以前から、MySQLへの新規接続が時々、遅いWebサーバーがあり、
疑問に思っていたところ、状況がわかってきました。

DBサーバーのhostsファイルに、
IPアドレスが書かれているWebサーバーは接続が早く、
IPアドレスが書かれていないWebサーバーは接続が遅かったのです。

そして、根本的な原因は、skip-resolve-nameを設定していたことでした。

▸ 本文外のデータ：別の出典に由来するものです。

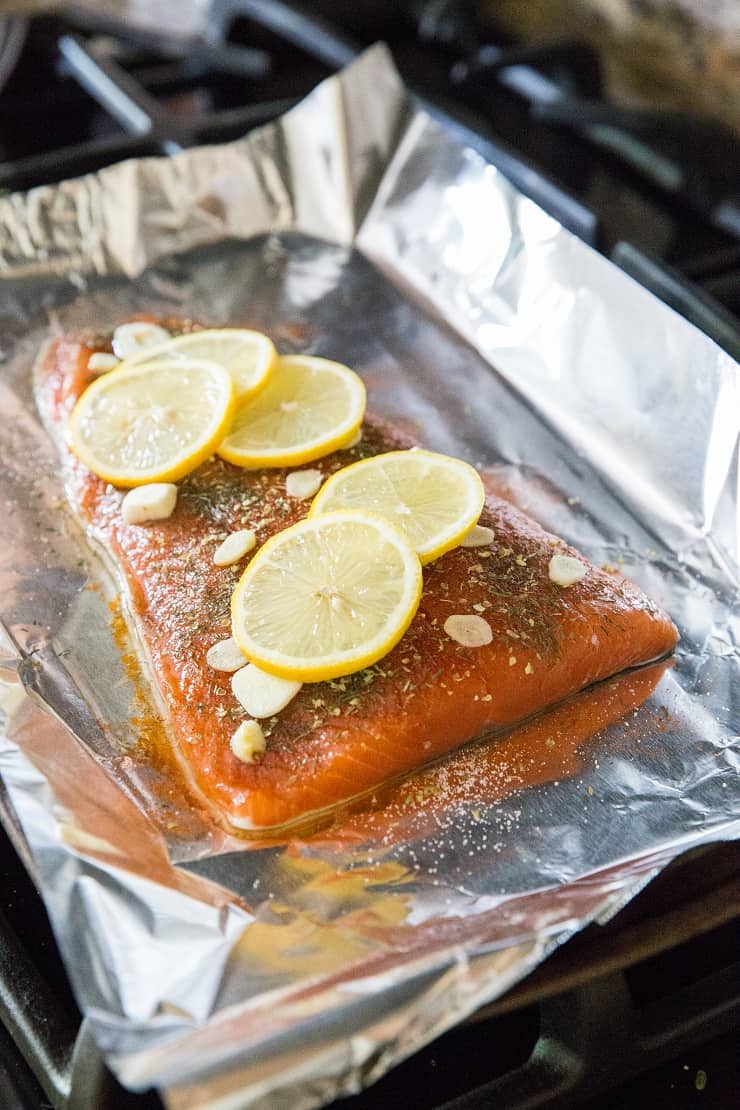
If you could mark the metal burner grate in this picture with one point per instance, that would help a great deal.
(660, 194)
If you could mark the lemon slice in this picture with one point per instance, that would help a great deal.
(308, 407)
(151, 423)
(249, 356)
(434, 500)
(326, 597)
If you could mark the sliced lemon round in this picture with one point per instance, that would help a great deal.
(308, 407)
(249, 356)
(434, 500)
(152, 423)
(326, 597)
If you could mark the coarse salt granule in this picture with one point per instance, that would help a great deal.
(234, 547)
(303, 484)
(468, 629)
(565, 569)
(153, 502)
(249, 742)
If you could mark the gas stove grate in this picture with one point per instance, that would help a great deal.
(629, 183)
(658, 191)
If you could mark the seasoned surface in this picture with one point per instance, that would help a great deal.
(428, 696)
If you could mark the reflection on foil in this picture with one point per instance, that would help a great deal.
(237, 974)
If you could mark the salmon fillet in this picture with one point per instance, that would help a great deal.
(338, 739)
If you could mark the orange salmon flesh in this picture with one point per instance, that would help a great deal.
(429, 695)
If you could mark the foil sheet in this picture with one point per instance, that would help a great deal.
(235, 975)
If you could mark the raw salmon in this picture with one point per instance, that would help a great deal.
(338, 739)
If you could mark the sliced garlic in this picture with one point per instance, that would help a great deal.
(234, 547)
(303, 483)
(468, 629)
(262, 695)
(225, 655)
(154, 502)
(133, 339)
(478, 536)
(100, 362)
(249, 742)
(565, 569)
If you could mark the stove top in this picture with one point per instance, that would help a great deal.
(658, 989)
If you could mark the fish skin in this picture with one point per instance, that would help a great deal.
(429, 695)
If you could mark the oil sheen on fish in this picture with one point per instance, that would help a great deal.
(429, 695)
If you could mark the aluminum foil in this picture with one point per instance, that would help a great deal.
(237, 975)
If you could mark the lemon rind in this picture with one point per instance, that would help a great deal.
(184, 464)
(427, 554)
(241, 396)
(314, 448)
(328, 669)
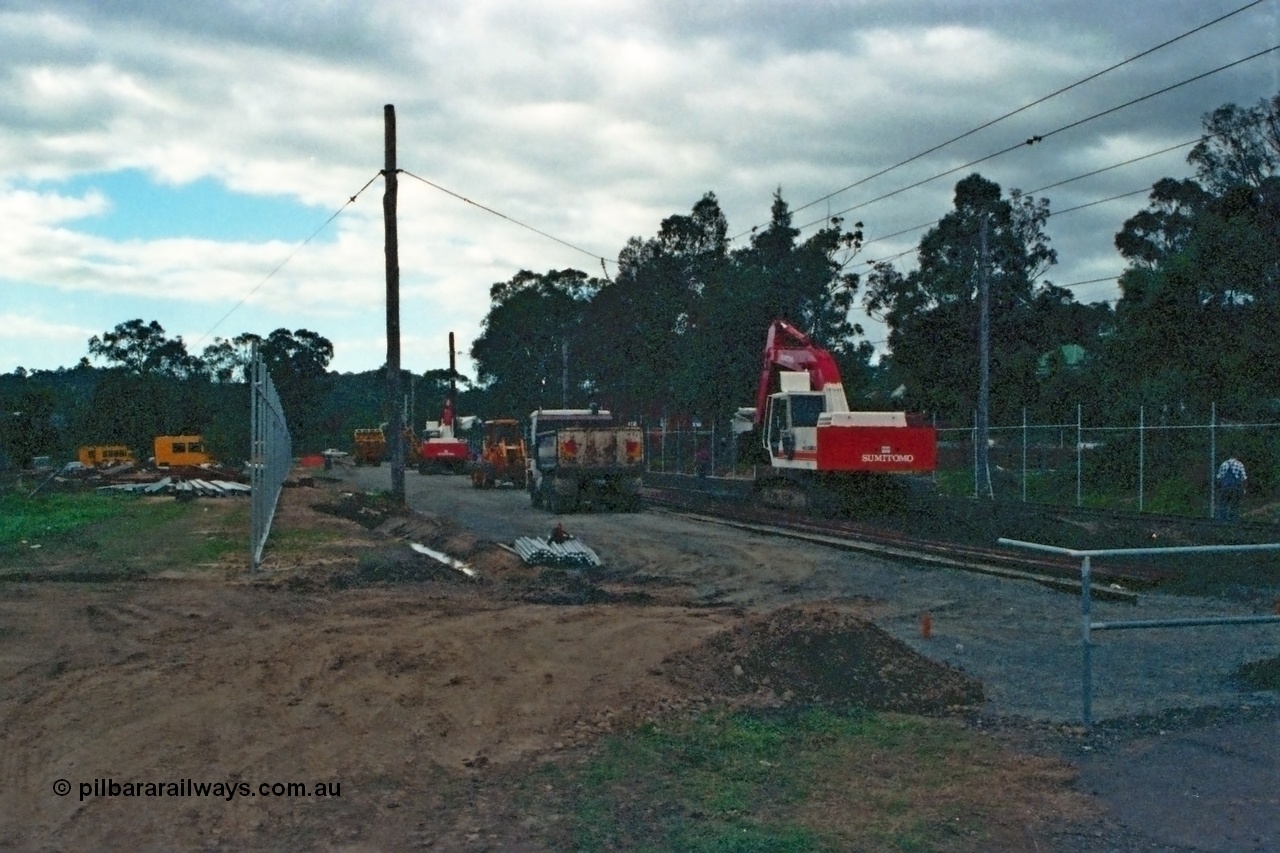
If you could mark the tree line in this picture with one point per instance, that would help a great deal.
(677, 331)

skip-resolve-nameは、接続を受けた際に、
認証の目的でクライアントのIPアドレスを逆引きする機能です。

接続が遅かった原因は、hostsファイルにIPアドレスが書かれていなかったため、
DNSサーバーで名前解決をしようとしていたことによるものでした。
詳細はこちら: http://dev.mysql.com/doc/refman/5.5/en/dns.html


あまりに基本的すぎるためか、このことについて書いてある情報源が少ないです。
しかし、大量の接続を行う場合は、これを無効にしないと話になりません。
自前でDNSサーバーを運用していれば、まだ良いのですが、
プロバイダのDNSサーバーを使用している場合は、大迷惑。

最終的にはアクセスを禁止されて、「なぜか、DBサーバーに接続できない」事件に発展します。
なぜ、このような機能がデフォルトで有効なのか理解に苦しみます。


MySQL5.0で、無意味な文言が記録される

クエリのチューニングには欠かせない slowqueryのファイルに時々、SQL文が記録されず、

# administrator command: Prepare Execute;

という文言だけが記録されることがあるようです。
MySQL 5.0 だけで 5.5 では起きていないので、早くバージョンアップする必要があるということかもしれませんが。

また、他にもlong_query_time に1秒以下を指定できなかったりもするので、やはり、バージョンアップしたいところです。
(Zend_Db_Profilerを使用したプロファイリングについては次回紹介します)。


ちなみに、Donutsでは、最初に使用し始めたMySQLのバージョンが、CentOS5のデフォルトの5.0.77 であったため、
いまだに5.0.77を使用しているDBサーバーがあります。


MySQL5.5で、InnoDBがtmpfs上で動作しない

ところが、MySQL5.5に移行することに踏み切れない理由がありました。
tmpfs上でInnoDBを動かそうとすると、MySQLが落ちてしまうのです。
http://bugs.mysql.com/bug.php?id=58421

tmpfs にはasynch I/Oが無いのに、asynch I/Oでアクセスしようとして、
Kernelに怒られ、落ちてしまうようです。
1年近く前に、BugDBに挙がっているので、バグフィックスが待ち遠しいところです。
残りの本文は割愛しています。